Moreover, insurers and employees often offer useful information on the HDM providers they contract with, together with not merely free participation, but often incentives to enroll, as well. The main limitation in applying VBP to consumer decisions lies in the absence of any national body that makes comparisons across different options. We know that Medicare has found many, indeed most of the disease management efforts by specialized suppliers wanting, but these efforts apply to the narrow domain of chronic diseases, rather than the broad domain of health.

Moreover, they do not include what may be the most important outcomes criteria for employers and the health plans that serve them – the total economic impact of managing disease. Medicare deals solely with the costs of healthcare as its measure of economic impact, while employers and their health plans are looking at workers compensation and disability costs as well. And more important, they are looking at absenteeism, presenteeism, and overall productivity as well as performance impacts of HDM. These are often two to five times greater than healthcare costs, alone, and therefore much more likely to be appreciated and continually sponsored by their sponsors.

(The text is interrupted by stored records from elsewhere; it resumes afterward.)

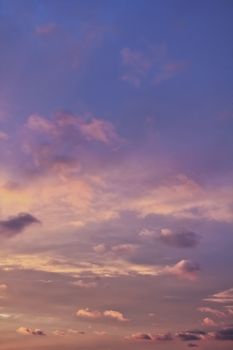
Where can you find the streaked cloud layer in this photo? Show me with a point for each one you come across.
(116, 192)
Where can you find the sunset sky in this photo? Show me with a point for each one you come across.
(116, 174)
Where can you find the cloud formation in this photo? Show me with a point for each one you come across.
(94, 314)
(223, 297)
(16, 224)
(185, 239)
(30, 331)
(184, 269)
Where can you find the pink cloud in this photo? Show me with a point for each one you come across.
(212, 311)
(184, 269)
(95, 314)
(29, 331)
(116, 315)
(208, 322)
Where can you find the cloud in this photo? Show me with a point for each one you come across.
(189, 336)
(208, 322)
(38, 123)
(163, 337)
(185, 239)
(229, 309)
(85, 284)
(86, 313)
(151, 64)
(184, 269)
(212, 311)
(3, 290)
(29, 331)
(100, 248)
(16, 224)
(138, 65)
(193, 345)
(116, 315)
(224, 334)
(98, 130)
(140, 336)
(125, 249)
(3, 136)
(94, 314)
(149, 337)
(225, 296)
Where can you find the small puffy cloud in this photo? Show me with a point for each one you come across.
(224, 334)
(163, 337)
(100, 248)
(40, 124)
(3, 290)
(98, 130)
(151, 64)
(86, 313)
(225, 296)
(229, 309)
(116, 315)
(208, 322)
(59, 333)
(29, 331)
(189, 336)
(3, 136)
(212, 311)
(85, 284)
(125, 249)
(140, 336)
(147, 233)
(16, 224)
(184, 239)
(94, 314)
(193, 345)
(184, 269)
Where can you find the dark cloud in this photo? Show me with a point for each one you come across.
(16, 224)
(224, 334)
(184, 239)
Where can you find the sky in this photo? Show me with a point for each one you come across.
(116, 174)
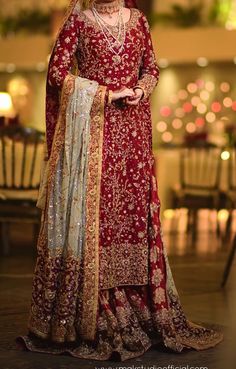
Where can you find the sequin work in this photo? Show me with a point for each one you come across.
(103, 283)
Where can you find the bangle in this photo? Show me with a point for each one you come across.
(141, 88)
(110, 95)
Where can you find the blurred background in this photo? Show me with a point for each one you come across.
(194, 138)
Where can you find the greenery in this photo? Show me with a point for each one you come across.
(26, 21)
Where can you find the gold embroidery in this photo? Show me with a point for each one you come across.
(91, 258)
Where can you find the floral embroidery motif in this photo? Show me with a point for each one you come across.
(130, 317)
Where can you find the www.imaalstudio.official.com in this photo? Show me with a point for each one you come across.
(153, 367)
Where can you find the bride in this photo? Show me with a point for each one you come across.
(102, 282)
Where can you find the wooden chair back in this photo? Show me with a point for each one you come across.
(200, 167)
(232, 170)
(21, 152)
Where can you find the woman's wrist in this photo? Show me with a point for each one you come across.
(110, 97)
(139, 88)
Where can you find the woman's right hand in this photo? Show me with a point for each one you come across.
(122, 94)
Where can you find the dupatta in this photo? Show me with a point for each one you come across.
(67, 267)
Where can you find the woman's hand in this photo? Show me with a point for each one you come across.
(134, 100)
(123, 94)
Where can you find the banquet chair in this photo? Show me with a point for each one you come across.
(231, 191)
(199, 182)
(21, 153)
(229, 262)
(230, 205)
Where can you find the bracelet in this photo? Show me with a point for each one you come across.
(110, 95)
(141, 88)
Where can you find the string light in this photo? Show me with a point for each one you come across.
(161, 126)
(225, 155)
(167, 137)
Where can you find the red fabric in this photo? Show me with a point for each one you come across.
(141, 300)
(127, 158)
(53, 93)
(131, 3)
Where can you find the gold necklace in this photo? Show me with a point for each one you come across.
(108, 8)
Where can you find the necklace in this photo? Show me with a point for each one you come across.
(115, 43)
(108, 8)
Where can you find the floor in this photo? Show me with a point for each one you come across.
(197, 269)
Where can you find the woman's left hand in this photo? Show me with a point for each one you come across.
(134, 100)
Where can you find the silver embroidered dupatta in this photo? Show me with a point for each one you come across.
(67, 211)
(65, 286)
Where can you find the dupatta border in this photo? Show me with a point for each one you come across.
(90, 292)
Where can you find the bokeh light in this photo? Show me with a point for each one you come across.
(202, 62)
(167, 137)
(216, 106)
(192, 88)
(227, 102)
(225, 155)
(195, 100)
(187, 107)
(165, 111)
(225, 87)
(201, 108)
(210, 117)
(179, 112)
(169, 214)
(200, 122)
(234, 105)
(161, 126)
(210, 86)
(191, 127)
(177, 123)
(182, 94)
(204, 95)
(223, 215)
(174, 99)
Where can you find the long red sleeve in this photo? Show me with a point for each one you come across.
(149, 74)
(63, 54)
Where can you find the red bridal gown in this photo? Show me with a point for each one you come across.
(138, 302)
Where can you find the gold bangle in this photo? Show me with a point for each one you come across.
(110, 95)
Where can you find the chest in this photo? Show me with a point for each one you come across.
(94, 45)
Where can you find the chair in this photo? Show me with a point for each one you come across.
(229, 263)
(199, 181)
(21, 153)
(230, 204)
(231, 191)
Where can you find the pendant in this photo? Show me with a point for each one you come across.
(116, 59)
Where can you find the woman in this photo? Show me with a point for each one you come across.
(102, 283)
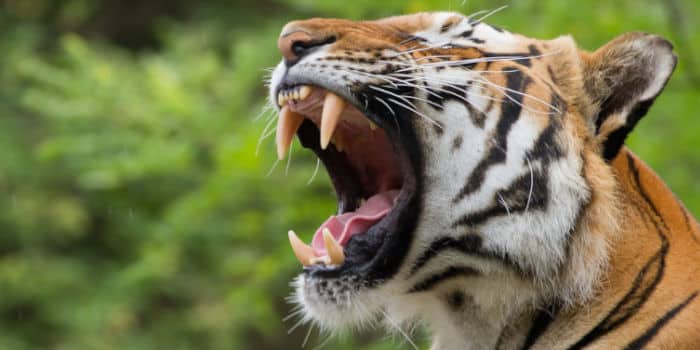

If employers and commercial insurers clamor loudly enough for, and especially if they offer to financially sponsor a national body to conduct the same kinds of systematic analysis of HDM programs and providers as has been called for with sickness care, the current lack of comparative data may be overcome, gradually at least. Already, Regence Blue Shield in the Pacific Northwest is collecting and publishing information on clinics and large medical groups in terms of their ability to manage the diseases of their patients, which covers at least chronic condition management performance.

If employers and payers expand or coordinate their efforts, measures of success and prices on HDM services may actually become a reality before similar information on sickness care. Physicians and hospitals have shown great reluctance to contribute to or accept comparative ratings by any third party, disagreeing on complex and confounding quality criteria. The criteria for HDM interventions are generally already agreed upon, by both providers and their customers, so agreeing on a set of measures should not take nearly as long.

Moreover, if payers demand comparative information from all HDM providers, in some standard format and understandable mode of reporting, providers will have little choice but to deliver it. No provider will want to be shut out of consideration for having failed to provide the information called for by their prospects and current clients. And as long as this information includes measures of results for consumers who participate in HDM programs, which it will have to in order to achieve competitive levels of participation among populations at risk, consumers will be well informed as well.

We are not even at the beginning with respect to comparison websites or “report cards” in HDM as is true with sickness care. But once we get started, we are likely to find that it take far less time and effort to create the comparative databases and mechanisms needed for VBP, to the benefit of payers, consumers, and all good performers of HDM services.